The continued development of remote sites for telecommunications equipment, or other self-contained sites for such equipment, has brought on the necessity of providing relatively small enclosures for housing radio equipment, power converters and backup generators for powering the radio transmission and receiver units. Telecommunications equipment enclosures, particularly of the type used for so-called cellular telephone systems, are typically relatively small buildings which are somewhat self-contained in the sense that they may include their own electrical power supplies or power conversion equipment for the radio communications units within the enclosure and air-conditioning equipment used to maintain a predetermined range of environmental conditions within the enclosure. Typically a relatively tall antenna support tower is associated with the enclosure and is normally supported on a separate support structure.
In fact, heretofore, communications equipment enclosures located at remote sites or "rural" sites, for example, have been supported on conventional foundations such as reinforced concrete slabs or pads. The concentrated weight of the antenna tower has, in prior art-type installations, required a relatively substantial and separate foundation member such as a deep reinforced concrete pier. The installation of communications equipment enclosures at remote sites has made it particularly difficult to provide equipment for drilling a hole of sufficient depth to support a separate reinforced concrete pier of sufficient strength to serve as a foundation for the antenna and its supporting tower.
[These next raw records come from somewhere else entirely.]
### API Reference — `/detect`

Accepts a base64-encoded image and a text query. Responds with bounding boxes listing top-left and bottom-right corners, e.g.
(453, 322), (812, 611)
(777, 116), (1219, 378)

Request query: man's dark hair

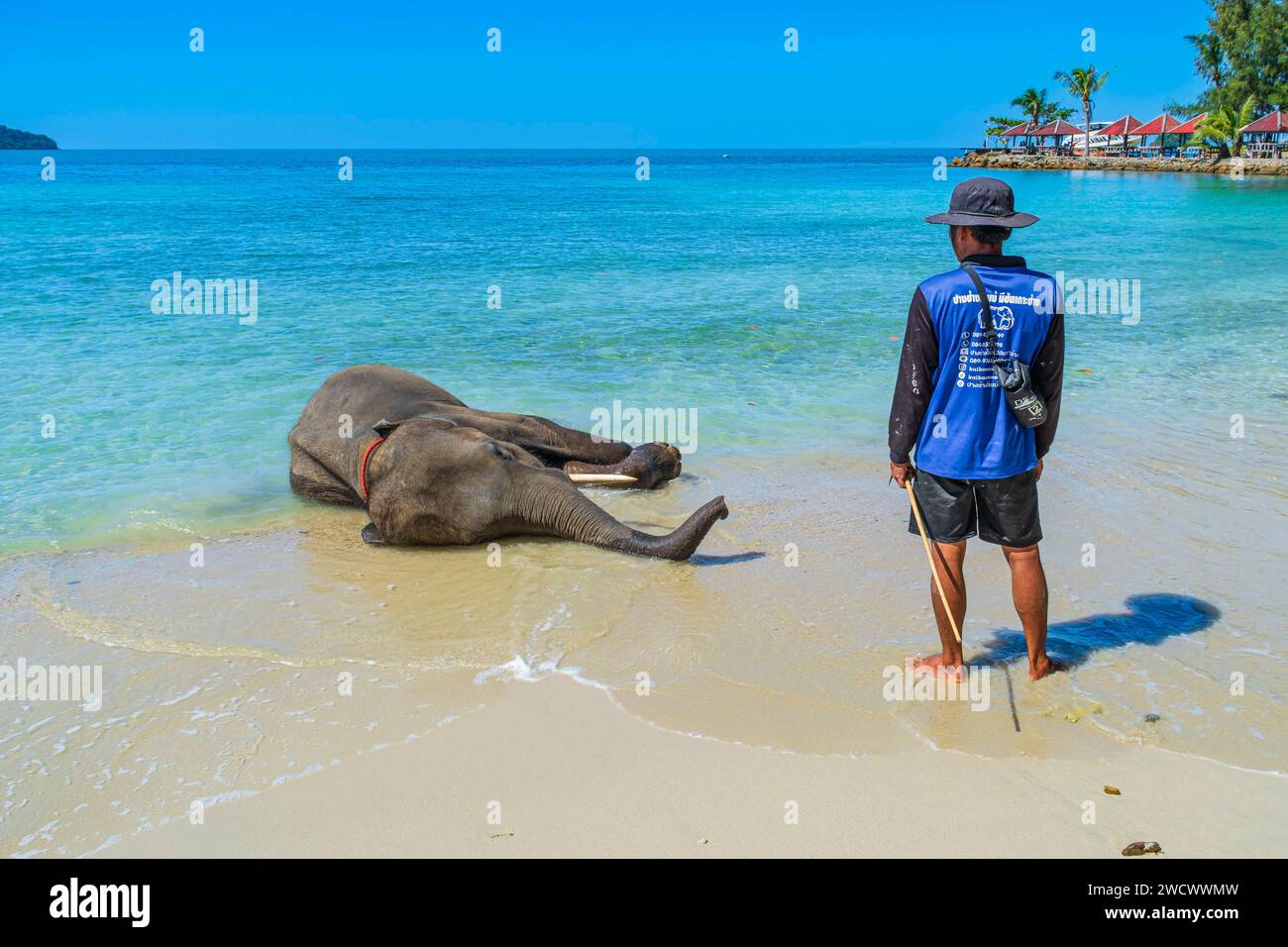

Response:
(969, 227), (1012, 244)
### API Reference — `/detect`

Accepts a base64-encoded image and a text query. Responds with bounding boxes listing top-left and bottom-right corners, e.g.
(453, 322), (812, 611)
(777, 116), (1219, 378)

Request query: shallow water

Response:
(0, 151), (1288, 550)
(0, 152), (1288, 856)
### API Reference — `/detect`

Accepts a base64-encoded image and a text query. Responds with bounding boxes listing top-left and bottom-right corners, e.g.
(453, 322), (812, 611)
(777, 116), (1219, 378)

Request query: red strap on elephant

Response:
(358, 437), (385, 500)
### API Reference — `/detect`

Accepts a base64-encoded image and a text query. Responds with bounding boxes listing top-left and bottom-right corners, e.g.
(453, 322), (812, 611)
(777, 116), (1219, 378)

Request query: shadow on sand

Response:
(970, 594), (1221, 668)
(688, 553), (765, 566)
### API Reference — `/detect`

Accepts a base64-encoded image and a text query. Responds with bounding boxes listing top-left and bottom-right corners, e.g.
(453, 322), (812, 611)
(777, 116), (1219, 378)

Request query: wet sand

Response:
(0, 428), (1288, 857)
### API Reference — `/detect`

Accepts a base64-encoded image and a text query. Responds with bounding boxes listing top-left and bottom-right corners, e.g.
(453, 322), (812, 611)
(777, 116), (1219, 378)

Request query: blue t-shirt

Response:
(915, 263), (1063, 479)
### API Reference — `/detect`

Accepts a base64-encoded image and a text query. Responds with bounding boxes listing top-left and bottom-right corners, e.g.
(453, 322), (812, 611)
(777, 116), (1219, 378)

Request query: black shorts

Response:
(909, 471), (1042, 549)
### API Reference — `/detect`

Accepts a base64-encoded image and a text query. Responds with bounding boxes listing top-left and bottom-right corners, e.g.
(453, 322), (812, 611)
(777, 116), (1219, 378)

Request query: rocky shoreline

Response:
(952, 152), (1288, 177)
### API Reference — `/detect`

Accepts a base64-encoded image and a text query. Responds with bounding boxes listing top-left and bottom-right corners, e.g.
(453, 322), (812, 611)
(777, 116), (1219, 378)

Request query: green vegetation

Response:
(1177, 0), (1288, 116)
(1190, 95), (1256, 158)
(0, 125), (58, 151)
(1055, 65), (1109, 155)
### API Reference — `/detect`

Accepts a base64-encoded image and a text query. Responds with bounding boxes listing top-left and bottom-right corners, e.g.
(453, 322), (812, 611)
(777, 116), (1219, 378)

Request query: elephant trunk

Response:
(515, 472), (729, 561)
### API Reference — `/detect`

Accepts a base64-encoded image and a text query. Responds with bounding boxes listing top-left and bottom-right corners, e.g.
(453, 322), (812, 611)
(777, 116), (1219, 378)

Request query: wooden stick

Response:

Moreover, in many wireless telephone equipment enclosures and similar communications equipment installations, the enclosure itself may require to be mounted on the roof of a building or other structure. Accordingly, the separate installation of a tower for the communications antennas also presents problems with regard to providing sufficient space and support structure for such a member. Still further, the provision of separate enclosures and antenna support tower installations also requires a cable conduit "bridge" between the antenna tower and the enclosure which increases the chances for signal degradation that may be created by training the transmission cables over a somewhat complex route between the antenna and the enclosure.
Accordingly, there has been a substantial need to provide improvements in communications equipment enclosures which will eliminate some of the problems of installing these enclosures efficiently and rapidly which has been dictated by the rapid growth in wireless communications systems throughout the world. It is to solving the above-mentioned problems that the present invention is directed.